OPET Yönetim Kurulu Kurucu Üyesi Nurten Öztürk, 7-11 Kasım tarihleri arasında Zorlu PSM’de gerçekleştirilen Brand Week İstanbul’a katıldı. Öztürk, “Zihinlerden Kalplere Sosyal Marka Nasıl Olunur?” oturumunda Gazeteci Nilay Örnek’in sorularını yanıtladı. OPET’in akaryakıt dağıtım sektöründe Öztürkler Limited Şirketi olarak çıktığı yolculukta, bugün Türkiye’nin en güçlü markaları arasında yer aldığını belirten Nurten Öztürk, “Benim gibi asıl mesleği öğretmenlik olan eşim OPET Yönetim Kurulu Kurucu Başkanı Fikret Öztürk’le bir hayal kurduk. Her şey hayallerle başlar ancak bu hayalleri gerçekleştirmek çok önemli bir emek, çaba ve zaman gerektirir. OPET işte böyle doğdu. Önce maden yağı ticaretine yöneldik. Kadınların akaryakıt sektöründe görülmesinin mümkün olmadığı dönemlerdi. Eşim “Kasanın yanında dursan yeterli’’ dese de ben bununla yetinmedim. İşin tüm zayıf noktalarını görerek onları tamamlamaya çalıştım” dedi.

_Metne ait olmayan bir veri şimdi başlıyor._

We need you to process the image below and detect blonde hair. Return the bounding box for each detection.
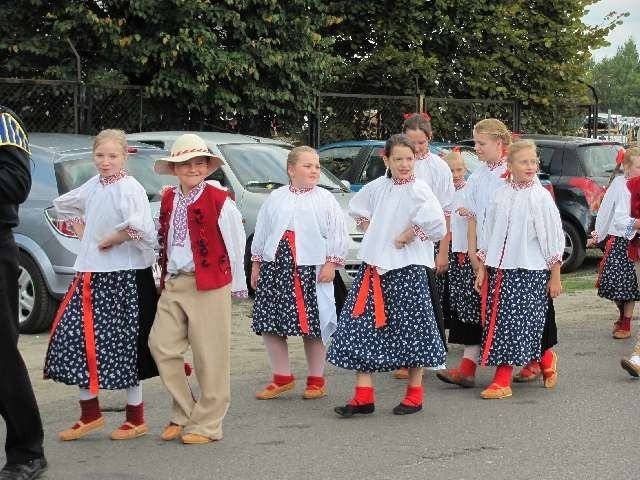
[507,139,538,162]
[287,145,318,167]
[93,128,127,154]
[473,118,511,146]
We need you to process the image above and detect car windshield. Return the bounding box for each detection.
[55,150,178,202]
[219,143,347,191]
[578,144,620,177]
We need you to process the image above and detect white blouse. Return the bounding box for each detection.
[478,180,565,270]
[53,172,156,272]
[349,176,447,273]
[450,183,469,253]
[251,185,349,265]
[591,175,636,242]
[167,182,247,294]
[414,152,455,216]
[465,160,507,251]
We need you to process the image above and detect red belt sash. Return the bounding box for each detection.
[353,265,387,328]
[49,272,99,395]
[282,230,309,333]
[596,235,616,288]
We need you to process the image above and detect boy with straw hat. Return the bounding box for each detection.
[149,134,247,444]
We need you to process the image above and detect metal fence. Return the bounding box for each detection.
[0,78,143,134]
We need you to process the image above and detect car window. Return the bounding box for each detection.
[54,150,178,202]
[356,148,387,184]
[538,147,555,174]
[219,143,347,191]
[577,144,620,177]
[320,147,361,178]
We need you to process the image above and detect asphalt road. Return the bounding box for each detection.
[0,291,640,480]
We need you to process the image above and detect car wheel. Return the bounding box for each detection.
[562,220,586,273]
[18,252,58,333]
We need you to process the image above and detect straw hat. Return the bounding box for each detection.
[153,133,224,176]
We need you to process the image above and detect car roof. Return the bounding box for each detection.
[318,140,385,151]
[29,132,161,155]
[520,133,620,147]
[127,130,288,147]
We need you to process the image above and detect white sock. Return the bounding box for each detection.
[80,388,97,402]
[462,345,480,364]
[127,383,142,407]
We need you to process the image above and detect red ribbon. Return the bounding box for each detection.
[596,235,615,288]
[353,265,387,328]
[282,230,309,334]
[82,272,98,395]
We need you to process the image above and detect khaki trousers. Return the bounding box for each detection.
[149,274,231,440]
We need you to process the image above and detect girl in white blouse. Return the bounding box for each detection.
[251,146,348,400]
[475,140,564,399]
[44,130,157,440]
[587,149,640,339]
[327,135,446,417]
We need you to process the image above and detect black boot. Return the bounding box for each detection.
[333,403,376,418]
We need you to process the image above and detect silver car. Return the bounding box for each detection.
[127,132,362,286]
[14,133,176,333]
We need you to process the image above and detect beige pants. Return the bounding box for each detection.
[149,275,231,440]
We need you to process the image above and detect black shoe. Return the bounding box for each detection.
[333,403,376,418]
[393,403,422,415]
[0,457,47,480]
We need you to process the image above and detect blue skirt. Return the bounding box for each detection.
[327,264,446,372]
[481,268,549,366]
[251,239,320,337]
[598,237,640,302]
[44,270,139,390]
[449,253,480,325]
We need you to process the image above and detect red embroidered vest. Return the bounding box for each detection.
[158,185,231,290]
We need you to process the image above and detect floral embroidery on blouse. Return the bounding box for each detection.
[289,185,313,195]
[487,158,507,172]
[511,180,535,190]
[325,256,347,267]
[172,181,206,247]
[393,174,416,185]
[100,170,127,187]
[547,255,562,268]
[126,227,142,240]
[412,225,429,242]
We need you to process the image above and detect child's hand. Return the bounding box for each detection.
[473,262,487,293]
[436,250,449,275]
[249,262,260,290]
[318,262,337,283]
[393,228,416,249]
[547,276,562,298]
[357,220,371,232]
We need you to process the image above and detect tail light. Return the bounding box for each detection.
[44,207,78,238]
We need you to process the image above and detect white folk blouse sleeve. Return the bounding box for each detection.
[349,180,378,227]
[218,198,248,298]
[410,181,447,242]
[114,182,157,250]
[53,175,100,223]
[532,195,565,268]
[327,195,349,265]
[251,195,272,262]
[598,180,637,240]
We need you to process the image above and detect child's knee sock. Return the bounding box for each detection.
[262,333,291,376]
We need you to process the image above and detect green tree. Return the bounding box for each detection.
[0,0,335,133]
[589,39,640,116]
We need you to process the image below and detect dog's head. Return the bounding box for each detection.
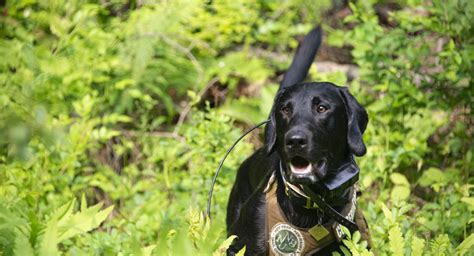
[265,82,368,184]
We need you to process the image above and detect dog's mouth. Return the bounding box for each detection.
[288,156,327,184]
[289,156,313,174]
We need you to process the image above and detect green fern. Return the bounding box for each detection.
[431,234,452,256]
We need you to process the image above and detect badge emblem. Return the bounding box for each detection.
[270,223,304,256]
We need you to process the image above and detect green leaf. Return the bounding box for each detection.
[212,235,237,256]
[39,217,59,256]
[235,246,247,256]
[418,168,449,187]
[456,234,474,255]
[388,224,405,256]
[13,229,35,256]
[411,236,425,256]
[390,172,410,187]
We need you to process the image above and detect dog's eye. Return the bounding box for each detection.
[280,106,291,115]
[316,105,328,113]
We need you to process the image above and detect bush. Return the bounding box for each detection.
[0,0,474,255]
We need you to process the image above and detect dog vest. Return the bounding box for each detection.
[265,179,356,256]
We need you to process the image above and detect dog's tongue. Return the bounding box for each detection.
[290,156,311,174]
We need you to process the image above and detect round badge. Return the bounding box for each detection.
[270,223,304,256]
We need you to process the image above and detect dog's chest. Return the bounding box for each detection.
[265,181,350,255]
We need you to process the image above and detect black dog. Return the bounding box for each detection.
[227,28,368,255]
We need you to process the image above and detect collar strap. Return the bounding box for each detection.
[280,162,358,232]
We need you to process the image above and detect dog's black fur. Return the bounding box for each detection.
[227,28,368,255]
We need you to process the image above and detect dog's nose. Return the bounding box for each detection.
[286,133,308,149]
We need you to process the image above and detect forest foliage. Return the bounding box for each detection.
[0,0,474,255]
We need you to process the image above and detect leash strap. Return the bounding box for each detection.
[280,162,358,233]
[303,185,358,232]
[206,120,270,220]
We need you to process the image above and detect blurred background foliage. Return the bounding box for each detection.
[0,0,474,255]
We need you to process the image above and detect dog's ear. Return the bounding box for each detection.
[265,104,276,154]
[339,87,369,156]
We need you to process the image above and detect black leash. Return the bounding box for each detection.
[303,185,358,233]
[206,120,270,220]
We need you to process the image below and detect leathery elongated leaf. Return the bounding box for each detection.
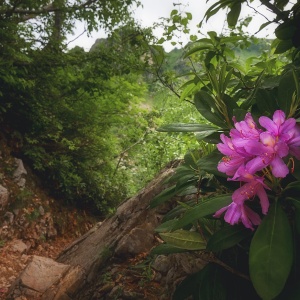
[160,230,206,250]
[207,225,251,252]
[249,201,293,300]
[172,194,232,230]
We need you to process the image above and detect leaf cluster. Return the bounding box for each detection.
[151,0,300,299]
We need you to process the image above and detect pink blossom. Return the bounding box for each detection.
[214,202,261,230]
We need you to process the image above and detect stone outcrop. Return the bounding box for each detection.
[8,165,209,300]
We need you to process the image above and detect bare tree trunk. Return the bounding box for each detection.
[8,168,178,300]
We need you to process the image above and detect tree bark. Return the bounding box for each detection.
[8,168,178,300]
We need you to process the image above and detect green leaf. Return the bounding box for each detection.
[227,2,242,27]
[206,225,252,252]
[277,70,296,115]
[275,0,289,9]
[172,264,227,300]
[173,194,232,230]
[194,90,226,128]
[155,220,180,233]
[275,20,297,40]
[249,201,293,299]
[274,40,294,54]
[287,198,300,234]
[150,175,194,208]
[255,89,279,116]
[183,44,213,58]
[160,229,206,250]
[150,186,176,208]
[157,123,218,132]
[197,149,227,177]
[150,244,186,255]
[195,130,220,142]
[281,181,300,197]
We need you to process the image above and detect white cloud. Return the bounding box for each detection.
[69,0,275,51]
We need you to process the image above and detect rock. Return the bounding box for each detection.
[115,227,154,256]
[13,158,27,189]
[11,240,27,254]
[4,211,15,225]
[0,185,9,210]
[39,205,45,216]
[8,256,70,299]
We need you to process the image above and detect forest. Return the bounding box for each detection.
[0,0,300,300]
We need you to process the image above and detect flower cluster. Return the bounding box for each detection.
[214,110,300,230]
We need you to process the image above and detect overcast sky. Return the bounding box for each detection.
[69,0,274,51]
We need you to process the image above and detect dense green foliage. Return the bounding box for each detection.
[0,1,202,213]
[152,0,300,300]
[0,1,155,212]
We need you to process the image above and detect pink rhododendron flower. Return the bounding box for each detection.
[259,110,296,140]
[214,202,261,230]
[214,110,300,229]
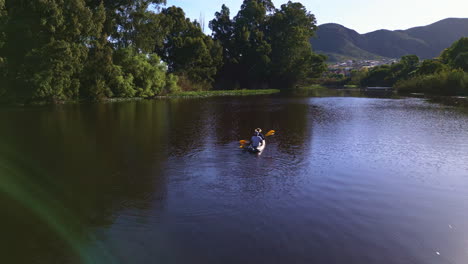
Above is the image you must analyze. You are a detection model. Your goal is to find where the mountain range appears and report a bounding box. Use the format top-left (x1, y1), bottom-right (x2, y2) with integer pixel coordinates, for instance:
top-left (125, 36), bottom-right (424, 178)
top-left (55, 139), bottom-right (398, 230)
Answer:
top-left (311, 18), bottom-right (468, 61)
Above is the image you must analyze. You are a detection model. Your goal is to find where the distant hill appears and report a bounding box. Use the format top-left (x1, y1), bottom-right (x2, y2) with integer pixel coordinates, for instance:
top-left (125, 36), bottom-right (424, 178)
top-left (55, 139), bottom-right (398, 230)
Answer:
top-left (311, 18), bottom-right (468, 61)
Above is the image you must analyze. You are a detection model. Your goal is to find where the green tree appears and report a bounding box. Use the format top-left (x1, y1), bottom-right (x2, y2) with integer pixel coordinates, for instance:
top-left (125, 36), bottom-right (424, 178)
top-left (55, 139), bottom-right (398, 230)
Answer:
top-left (157, 7), bottom-right (222, 88)
top-left (440, 37), bottom-right (468, 71)
top-left (86, 0), bottom-right (166, 52)
top-left (3, 0), bottom-right (104, 101)
top-left (114, 48), bottom-right (173, 98)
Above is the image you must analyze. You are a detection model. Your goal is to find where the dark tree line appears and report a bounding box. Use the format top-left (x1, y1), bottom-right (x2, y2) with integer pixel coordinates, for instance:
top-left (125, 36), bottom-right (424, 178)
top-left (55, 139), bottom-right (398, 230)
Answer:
top-left (0, 0), bottom-right (324, 102)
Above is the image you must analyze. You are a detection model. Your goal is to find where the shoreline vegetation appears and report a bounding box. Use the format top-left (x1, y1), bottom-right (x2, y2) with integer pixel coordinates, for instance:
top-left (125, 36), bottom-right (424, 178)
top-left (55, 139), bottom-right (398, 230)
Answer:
top-left (0, 0), bottom-right (326, 104)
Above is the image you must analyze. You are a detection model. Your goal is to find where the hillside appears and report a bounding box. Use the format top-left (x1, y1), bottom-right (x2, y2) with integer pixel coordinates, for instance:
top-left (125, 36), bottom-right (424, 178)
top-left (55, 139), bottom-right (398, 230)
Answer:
top-left (311, 18), bottom-right (468, 61)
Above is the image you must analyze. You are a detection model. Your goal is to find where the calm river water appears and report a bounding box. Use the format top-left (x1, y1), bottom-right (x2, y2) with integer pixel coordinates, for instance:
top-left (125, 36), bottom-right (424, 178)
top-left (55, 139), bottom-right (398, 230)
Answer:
top-left (0, 91), bottom-right (468, 264)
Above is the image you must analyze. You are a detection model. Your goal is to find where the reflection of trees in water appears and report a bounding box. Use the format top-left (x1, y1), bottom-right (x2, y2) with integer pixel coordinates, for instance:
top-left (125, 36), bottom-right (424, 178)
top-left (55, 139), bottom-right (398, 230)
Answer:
top-left (0, 97), bottom-right (315, 263)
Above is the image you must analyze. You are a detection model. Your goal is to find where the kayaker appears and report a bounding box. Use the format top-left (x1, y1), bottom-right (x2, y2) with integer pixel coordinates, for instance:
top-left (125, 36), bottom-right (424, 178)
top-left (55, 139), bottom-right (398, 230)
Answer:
top-left (254, 128), bottom-right (265, 141)
top-left (250, 128), bottom-right (265, 149)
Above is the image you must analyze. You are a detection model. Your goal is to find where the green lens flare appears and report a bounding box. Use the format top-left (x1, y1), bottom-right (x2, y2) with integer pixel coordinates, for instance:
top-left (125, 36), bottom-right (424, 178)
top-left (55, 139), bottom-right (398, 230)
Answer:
top-left (0, 147), bottom-right (117, 264)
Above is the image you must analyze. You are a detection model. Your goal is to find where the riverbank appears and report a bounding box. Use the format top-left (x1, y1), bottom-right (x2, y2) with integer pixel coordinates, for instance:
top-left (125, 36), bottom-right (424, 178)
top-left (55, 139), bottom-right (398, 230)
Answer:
top-left (0, 89), bottom-right (281, 106)
top-left (166, 89), bottom-right (280, 98)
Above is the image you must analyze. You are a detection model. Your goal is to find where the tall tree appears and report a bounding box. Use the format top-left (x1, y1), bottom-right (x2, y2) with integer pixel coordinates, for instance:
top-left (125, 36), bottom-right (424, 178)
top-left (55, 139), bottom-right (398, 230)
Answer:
top-left (268, 2), bottom-right (324, 87)
top-left (4, 0), bottom-right (99, 101)
top-left (441, 37), bottom-right (468, 72)
top-left (157, 7), bottom-right (222, 89)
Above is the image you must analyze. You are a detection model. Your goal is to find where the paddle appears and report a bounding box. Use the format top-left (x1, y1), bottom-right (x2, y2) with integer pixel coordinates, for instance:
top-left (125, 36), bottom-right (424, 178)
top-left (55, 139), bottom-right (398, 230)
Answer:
top-left (239, 130), bottom-right (276, 148)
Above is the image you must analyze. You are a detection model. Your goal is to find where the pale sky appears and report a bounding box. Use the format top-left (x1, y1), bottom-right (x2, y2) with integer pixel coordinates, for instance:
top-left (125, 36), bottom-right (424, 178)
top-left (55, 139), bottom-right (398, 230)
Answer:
top-left (167, 0), bottom-right (468, 33)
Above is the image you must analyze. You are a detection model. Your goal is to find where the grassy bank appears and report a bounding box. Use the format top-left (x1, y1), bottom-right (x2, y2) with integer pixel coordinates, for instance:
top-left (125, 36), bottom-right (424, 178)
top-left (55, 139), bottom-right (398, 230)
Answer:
top-left (165, 89), bottom-right (280, 98)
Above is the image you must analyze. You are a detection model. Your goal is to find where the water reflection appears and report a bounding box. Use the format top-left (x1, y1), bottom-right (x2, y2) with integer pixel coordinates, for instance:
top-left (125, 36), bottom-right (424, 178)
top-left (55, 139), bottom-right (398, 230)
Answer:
top-left (0, 96), bottom-right (468, 263)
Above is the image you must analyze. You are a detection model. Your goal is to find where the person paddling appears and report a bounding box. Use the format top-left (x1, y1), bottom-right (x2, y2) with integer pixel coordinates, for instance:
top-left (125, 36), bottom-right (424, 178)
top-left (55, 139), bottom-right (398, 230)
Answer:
top-left (250, 128), bottom-right (265, 149)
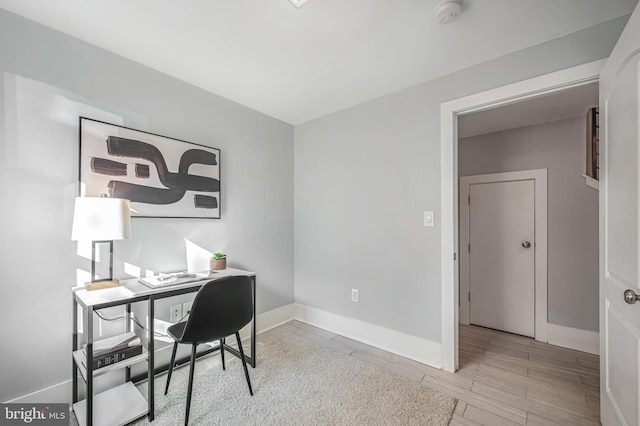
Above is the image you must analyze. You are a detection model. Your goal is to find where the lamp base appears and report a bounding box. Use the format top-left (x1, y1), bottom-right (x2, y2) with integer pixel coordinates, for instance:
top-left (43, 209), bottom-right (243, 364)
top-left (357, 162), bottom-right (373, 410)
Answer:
top-left (84, 280), bottom-right (120, 291)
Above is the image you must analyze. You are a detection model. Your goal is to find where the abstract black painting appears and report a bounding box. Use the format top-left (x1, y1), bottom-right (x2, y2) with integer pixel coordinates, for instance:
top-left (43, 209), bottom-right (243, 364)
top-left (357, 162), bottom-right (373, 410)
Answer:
top-left (80, 117), bottom-right (220, 219)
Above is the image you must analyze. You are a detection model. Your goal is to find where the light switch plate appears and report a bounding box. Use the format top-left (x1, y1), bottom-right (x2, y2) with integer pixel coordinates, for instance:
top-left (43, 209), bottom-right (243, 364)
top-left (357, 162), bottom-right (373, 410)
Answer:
top-left (424, 211), bottom-right (435, 226)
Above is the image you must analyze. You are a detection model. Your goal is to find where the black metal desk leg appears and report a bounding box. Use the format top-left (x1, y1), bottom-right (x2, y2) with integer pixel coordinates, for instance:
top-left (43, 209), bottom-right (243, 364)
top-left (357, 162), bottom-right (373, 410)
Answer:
top-left (147, 296), bottom-right (156, 422)
top-left (249, 276), bottom-right (256, 368)
top-left (124, 303), bottom-right (131, 382)
top-left (86, 306), bottom-right (93, 426)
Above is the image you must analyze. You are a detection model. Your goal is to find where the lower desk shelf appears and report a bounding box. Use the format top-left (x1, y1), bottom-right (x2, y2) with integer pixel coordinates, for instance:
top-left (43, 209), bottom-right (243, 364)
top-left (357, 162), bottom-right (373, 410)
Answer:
top-left (73, 382), bottom-right (149, 426)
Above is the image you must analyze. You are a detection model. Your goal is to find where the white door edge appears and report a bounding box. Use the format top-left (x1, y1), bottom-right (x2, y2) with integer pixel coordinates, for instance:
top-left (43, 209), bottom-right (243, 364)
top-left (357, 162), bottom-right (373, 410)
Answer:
top-left (440, 59), bottom-right (606, 372)
top-left (459, 169), bottom-right (548, 342)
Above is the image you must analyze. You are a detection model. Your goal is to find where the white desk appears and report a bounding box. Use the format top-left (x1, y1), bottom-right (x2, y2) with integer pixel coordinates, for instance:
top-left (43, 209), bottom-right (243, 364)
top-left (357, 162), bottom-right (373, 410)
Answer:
top-left (72, 268), bottom-right (256, 426)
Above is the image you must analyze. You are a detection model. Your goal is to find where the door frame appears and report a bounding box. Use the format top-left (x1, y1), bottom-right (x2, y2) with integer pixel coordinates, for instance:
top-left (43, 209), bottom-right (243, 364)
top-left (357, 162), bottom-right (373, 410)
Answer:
top-left (458, 169), bottom-right (548, 342)
top-left (440, 59), bottom-right (606, 372)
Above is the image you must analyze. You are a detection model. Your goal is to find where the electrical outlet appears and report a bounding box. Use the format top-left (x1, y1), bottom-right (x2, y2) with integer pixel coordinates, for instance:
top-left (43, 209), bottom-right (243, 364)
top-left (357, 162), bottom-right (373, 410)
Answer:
top-left (182, 300), bottom-right (193, 315)
top-left (169, 305), bottom-right (182, 322)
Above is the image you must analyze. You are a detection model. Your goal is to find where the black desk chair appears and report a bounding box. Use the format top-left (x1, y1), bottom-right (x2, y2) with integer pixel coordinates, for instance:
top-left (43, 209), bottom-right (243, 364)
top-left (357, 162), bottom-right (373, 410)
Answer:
top-left (164, 276), bottom-right (253, 425)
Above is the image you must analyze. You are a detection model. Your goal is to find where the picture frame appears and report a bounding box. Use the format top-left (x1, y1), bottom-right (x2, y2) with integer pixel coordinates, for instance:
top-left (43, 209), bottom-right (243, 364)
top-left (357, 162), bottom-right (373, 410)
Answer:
top-left (79, 117), bottom-right (221, 219)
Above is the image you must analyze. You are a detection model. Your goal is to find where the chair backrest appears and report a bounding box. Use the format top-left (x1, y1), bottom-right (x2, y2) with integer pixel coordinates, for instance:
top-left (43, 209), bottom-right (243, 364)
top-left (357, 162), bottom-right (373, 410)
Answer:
top-left (180, 276), bottom-right (253, 343)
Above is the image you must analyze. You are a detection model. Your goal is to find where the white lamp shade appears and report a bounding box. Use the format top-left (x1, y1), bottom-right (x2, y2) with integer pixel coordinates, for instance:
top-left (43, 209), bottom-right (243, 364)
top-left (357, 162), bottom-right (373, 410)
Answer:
top-left (71, 197), bottom-right (131, 241)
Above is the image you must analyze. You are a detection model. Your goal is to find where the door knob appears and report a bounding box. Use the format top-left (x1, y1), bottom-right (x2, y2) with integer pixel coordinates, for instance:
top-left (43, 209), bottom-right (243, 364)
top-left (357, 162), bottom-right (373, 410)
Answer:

Çevreye duyarlı bir insan olarak ilk işinin, madeni yağ tenekelerinin tozunu aldırmak olduğunu anlatan Öztürk, “İnsanların temiz olan madeni yağ tenekelerini tercih ettiklerini fark ettim. Başlangıçta madeni yağ dükkanına gelen müşteriler “Ne işi var bu kadının?” derken, zaman geçtikten sonra beni arar oldular. Ben olduğumda oradaki sıcaklığı fark ettiler. Bir süre sonra işimizi Mersin’den İstanbul’a taşıdık. İstanbul’a geldiğimizde baktık ki sektördeki beş akaryakıt şirketi var ve hepsi yabancı. Eşimle “Neden yüzde 100 yerli sermaye ile kurulmuş bir akaryakıt şirketi olmasın?” dedik. “Türkiye’de öyle bir şirket kuralım ve bu şirketi uluslararası yapalım” dedik. OPET böyle doğdu. 6 Aralık 1992’de de akaryakıt satışına başladı” diye konuştu.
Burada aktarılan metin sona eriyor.